Rising Action – Things that take place and build towards a larger problem or conflict, in which the characters want resolved.
Climax – The apex of acknowledgement of the problem or conflict.
Falling Action – Events that takes place after the problem, working towards resolution.
Denouement – The conclusion of the story, typically ending with a solution to the problem or conflict.
Seven Different Storylines to Use
Once your decide on the structure of your story, you’ll then determine your plot. Different schools of thought have varying opinions on types of plots, but we’ve chosen the seven basic plots we use when writing:
Overcoming the Monster – A story where the hero recounts their conflict and triumph.
Example: James Bond
Rags to Riches – A story where the underdog overcomes obstacles to rise in social status or quality of life.
The Quest – A story in which the hero goes on a journey to obtain or save a treasured object.
Example: Wizard of Oz
Voyage and Return – A story where the hero leaves their ordinary surroundings to experience a foreign place, prior to returning.

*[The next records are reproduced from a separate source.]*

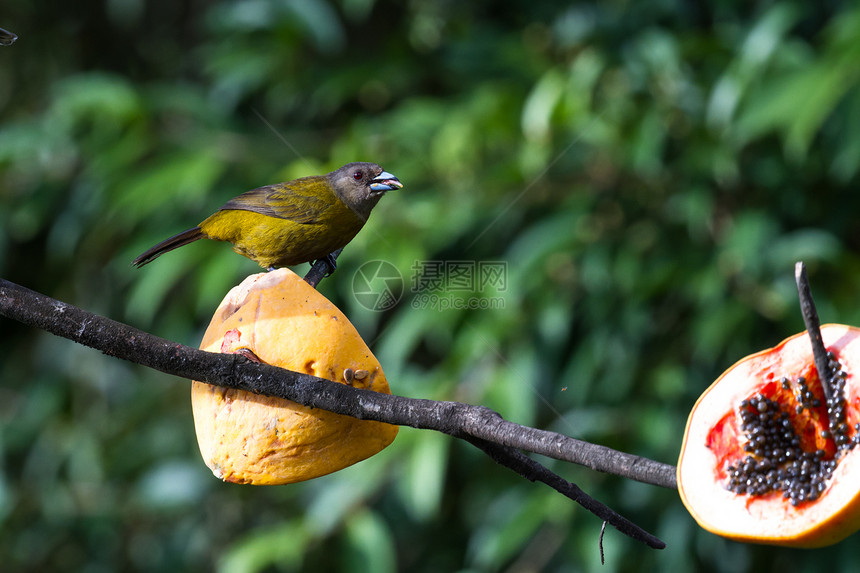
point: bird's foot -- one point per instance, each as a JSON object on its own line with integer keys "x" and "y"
{"x": 332, "y": 264}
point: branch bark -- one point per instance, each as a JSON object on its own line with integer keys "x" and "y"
{"x": 479, "y": 425}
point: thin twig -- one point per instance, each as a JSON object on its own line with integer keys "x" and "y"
{"x": 533, "y": 471}
{"x": 813, "y": 327}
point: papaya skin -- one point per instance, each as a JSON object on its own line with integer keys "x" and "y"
{"x": 769, "y": 519}
{"x": 279, "y": 319}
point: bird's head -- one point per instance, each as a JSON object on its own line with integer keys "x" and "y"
{"x": 361, "y": 185}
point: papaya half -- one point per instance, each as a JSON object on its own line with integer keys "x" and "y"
{"x": 279, "y": 319}
{"x": 767, "y": 458}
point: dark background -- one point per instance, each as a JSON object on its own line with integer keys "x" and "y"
{"x": 649, "y": 171}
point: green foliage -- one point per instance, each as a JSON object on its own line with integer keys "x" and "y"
{"x": 649, "y": 172}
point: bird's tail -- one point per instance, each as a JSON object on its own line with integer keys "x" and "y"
{"x": 173, "y": 242}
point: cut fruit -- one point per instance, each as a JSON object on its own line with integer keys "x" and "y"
{"x": 279, "y": 319}
{"x": 766, "y": 459}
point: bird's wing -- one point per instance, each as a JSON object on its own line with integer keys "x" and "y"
{"x": 303, "y": 201}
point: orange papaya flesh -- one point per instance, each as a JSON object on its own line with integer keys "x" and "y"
{"x": 279, "y": 319}
{"x": 766, "y": 458}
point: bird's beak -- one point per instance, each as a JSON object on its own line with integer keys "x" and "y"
{"x": 385, "y": 181}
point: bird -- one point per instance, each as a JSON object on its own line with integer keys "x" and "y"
{"x": 295, "y": 222}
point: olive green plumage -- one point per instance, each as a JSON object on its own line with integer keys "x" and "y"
{"x": 294, "y": 222}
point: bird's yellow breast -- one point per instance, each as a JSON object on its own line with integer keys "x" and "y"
{"x": 276, "y": 242}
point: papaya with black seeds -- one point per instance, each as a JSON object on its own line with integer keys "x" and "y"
{"x": 767, "y": 458}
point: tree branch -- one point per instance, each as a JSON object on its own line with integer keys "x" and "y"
{"x": 477, "y": 424}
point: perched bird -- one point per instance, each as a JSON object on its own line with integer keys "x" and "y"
{"x": 294, "y": 222}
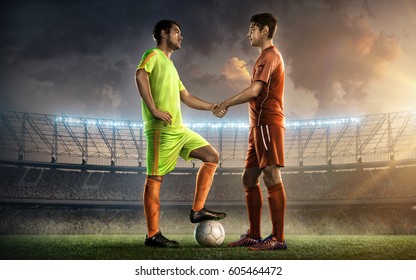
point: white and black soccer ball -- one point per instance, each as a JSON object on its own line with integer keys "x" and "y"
{"x": 209, "y": 233}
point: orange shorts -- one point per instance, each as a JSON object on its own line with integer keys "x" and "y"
{"x": 265, "y": 146}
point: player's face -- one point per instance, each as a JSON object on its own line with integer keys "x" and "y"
{"x": 254, "y": 35}
{"x": 174, "y": 38}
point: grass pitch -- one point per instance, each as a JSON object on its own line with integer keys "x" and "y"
{"x": 128, "y": 247}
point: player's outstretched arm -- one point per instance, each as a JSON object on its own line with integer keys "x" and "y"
{"x": 143, "y": 85}
{"x": 246, "y": 95}
{"x": 196, "y": 103}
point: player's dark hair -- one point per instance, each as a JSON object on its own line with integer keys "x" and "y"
{"x": 265, "y": 19}
{"x": 163, "y": 25}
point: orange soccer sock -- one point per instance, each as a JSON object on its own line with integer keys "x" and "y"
{"x": 254, "y": 203}
{"x": 277, "y": 204}
{"x": 204, "y": 180}
{"x": 151, "y": 200}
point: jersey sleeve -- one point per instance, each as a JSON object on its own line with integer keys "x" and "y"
{"x": 264, "y": 69}
{"x": 181, "y": 86}
{"x": 148, "y": 61}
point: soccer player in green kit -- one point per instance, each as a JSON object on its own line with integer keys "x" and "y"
{"x": 167, "y": 138}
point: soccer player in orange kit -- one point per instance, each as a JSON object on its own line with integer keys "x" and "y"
{"x": 265, "y": 154}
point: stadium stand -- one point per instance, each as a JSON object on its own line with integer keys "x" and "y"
{"x": 343, "y": 176}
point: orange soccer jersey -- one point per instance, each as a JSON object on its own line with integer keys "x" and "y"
{"x": 267, "y": 108}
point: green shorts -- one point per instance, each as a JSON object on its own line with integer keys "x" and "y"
{"x": 166, "y": 145}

Example: Alice in Wonderland
Comedy – A story where confusion causes one or multiple misunderstandings, ending happily.
Example: Mr. Bean
Tragedy – A story where the main character(s) suffer negative experiences that spiral downward until the story ends.
Example: Breaking Bad
Rebirth – A story where the main character has a physical or metaphorical death and rebirth.
Example: A Christmas Carol
Now that you know more about plot lines and building the structure of a story, you’re ready to get started!